Il confronto con il Forum. Le politiche per la famiglia diventano uno dei cardini della campagna elettorale di Nello Pizza. Nel confronto con il Forum delle Famiglie della provincia di Avellino, il candidato del campo largo ha fissato una serie di impegni concreti legati soprattutto ai servizi sociali, al sostegno della natalità e all’equità nell’accesso ai servizi comunali.

Pizza ha definito “proficuo e costruttivo” l’incontro con la presidente del Forum, Stefania Spina, e con il responsabile regionale Nino Di Maio, ringraziando anche le associazioni presenti e i consiglieri comunali Giuseppe Aurigemma e Giuseppe Vecchione.

«Sono tante le questioni che richiedono risposte mirate e concrete», ha spiegato il candidato sindaco, sottolineando come il tema della denatalità sia strettamente collegato alla qualità e al costo dei servizi destinati alle famiglie.

Il “Fattore famiglia comunale”

Tra i punti centrali emersi durante il confronto c’è l’adozione del cosiddetto “Fattore famiglia comunale”, uno strumento che, nelle intenzioni del centrosinistra, dovrebbe incidere sul calcolo delle tariffe di servizi come mensa scolastica e scuolabus.

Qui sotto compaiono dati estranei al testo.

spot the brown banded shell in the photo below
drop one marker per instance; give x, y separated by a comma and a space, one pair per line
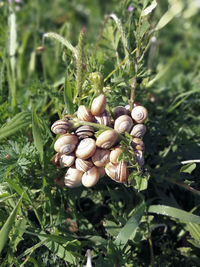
101, 157
73, 177
98, 105
119, 111
138, 130
91, 177
84, 131
114, 155
83, 165
60, 126
123, 124
137, 144
104, 119
86, 148
107, 139
67, 160
118, 172
139, 114
84, 114
66, 143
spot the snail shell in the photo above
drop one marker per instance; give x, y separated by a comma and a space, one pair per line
84, 131
118, 172
66, 143
138, 130
139, 114
66, 160
86, 148
107, 139
91, 177
98, 105
114, 155
123, 124
73, 177
119, 111
101, 157
139, 157
60, 126
137, 144
84, 114
83, 165
104, 119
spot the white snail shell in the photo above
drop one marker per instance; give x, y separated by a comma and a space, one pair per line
66, 143
86, 148
107, 139
123, 124
73, 177
101, 157
91, 177
139, 114
84, 114
98, 105
138, 130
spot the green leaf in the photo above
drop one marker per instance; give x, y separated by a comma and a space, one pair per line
182, 215
131, 226
188, 168
37, 135
68, 95
5, 230
18, 122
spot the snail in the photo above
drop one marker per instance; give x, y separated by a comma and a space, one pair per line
123, 124
114, 154
60, 126
101, 157
138, 130
117, 172
86, 148
139, 114
73, 177
84, 114
107, 139
83, 165
98, 105
84, 132
66, 143
104, 119
91, 177
137, 144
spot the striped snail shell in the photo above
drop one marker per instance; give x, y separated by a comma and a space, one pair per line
139, 114
73, 177
83, 165
123, 124
86, 148
91, 177
84, 132
138, 130
60, 126
137, 144
104, 119
101, 157
66, 143
107, 139
98, 105
84, 114
118, 172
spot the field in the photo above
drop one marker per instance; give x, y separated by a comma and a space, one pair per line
58, 55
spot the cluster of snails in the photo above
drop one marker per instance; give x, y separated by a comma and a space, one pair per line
87, 157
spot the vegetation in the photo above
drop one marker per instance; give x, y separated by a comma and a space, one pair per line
148, 52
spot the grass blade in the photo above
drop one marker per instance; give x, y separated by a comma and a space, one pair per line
5, 230
181, 215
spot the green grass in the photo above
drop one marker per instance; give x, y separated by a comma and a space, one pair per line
154, 221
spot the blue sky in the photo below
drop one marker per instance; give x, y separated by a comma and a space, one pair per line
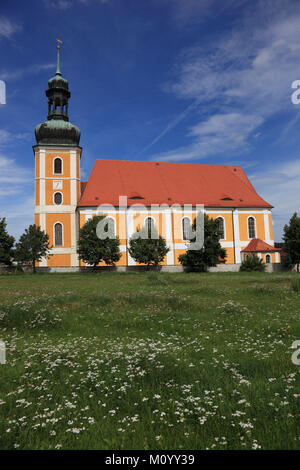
196, 81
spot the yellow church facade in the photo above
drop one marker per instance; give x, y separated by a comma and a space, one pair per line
134, 193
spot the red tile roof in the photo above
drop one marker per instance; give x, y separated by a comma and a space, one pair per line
169, 183
258, 245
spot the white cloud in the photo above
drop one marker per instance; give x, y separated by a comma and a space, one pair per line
16, 200
31, 70
66, 4
279, 185
218, 134
12, 175
242, 79
8, 28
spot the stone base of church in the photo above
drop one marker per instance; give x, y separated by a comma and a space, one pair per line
272, 267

Secondo Pizza, il sistema consentirebbe una valutazione più aderente alle reali condizioni economiche delle famiglie rispetto all’ISEE tradizionale, prendendo in considerazione elementi come la perdita del lavoro, l’età dei figli o la presenza di disabilità.

L’obiettivo dichiarato è quello di alleggerire il peso economico sui nuclei familiari e favorire condizioni più favorevoli alla natalità. «Se la famiglia è fragile, è fragile anche la città», ha rimarcato il candidato.

La riforma delle Politiche sociali

Nel programma del campo largo trova spazio anche una revisione dell’assetto dell’Azienda consortile del piano di zona sociale A04, di cui il Comune di Avellino è capofila.

Pizza propone una riorganizzazione dei servizi sociali che guardi a tutte le fasce d’età, dalla nascita alla terza età, mettendo al centro l’erogazione concreta dei servizi e non soltanto le procedure burocratiche.

Tra gli impegni annunciati anche la riapertura di tre consultori cittadini, previsti dalla normativa in rapporto alla popolazione residente, con funzioni socio-sanitarie dedicate soprattutto al sostegno dei diritti delle donne.

La cultura come motore di sviluppo

Nel ragionamento del candidato sindaco, il rilancio della città passa anche attraverso una strategia culturale strutturata. Pizza ha ribadito la necessità di superare una gestione fondata su eventi sporadici per costruire invece una programmazione stabile e identitaria.

Nel progetto rientrano il rilancio del Teatro comunale Carlo Gesualdo come centro della programmazione artistica e sede di una Scuola dei mestieri dello spettacolo, oltre alla trasformazione dell’ex Gil in una Casa del Cinema e dell’audiovisivo destinata a festival e laboratori.

Tra le ipotesi avanzate anche un Festival internazionale della Letteratura dedicato a Francesco De Sanctis, figura simbolo della cultura irpina.

«Il Comune può lavorare per creare le condizioni dello sviluppo del territorio e la Cultura può esserne un vettore importante», ha concluso Pizza.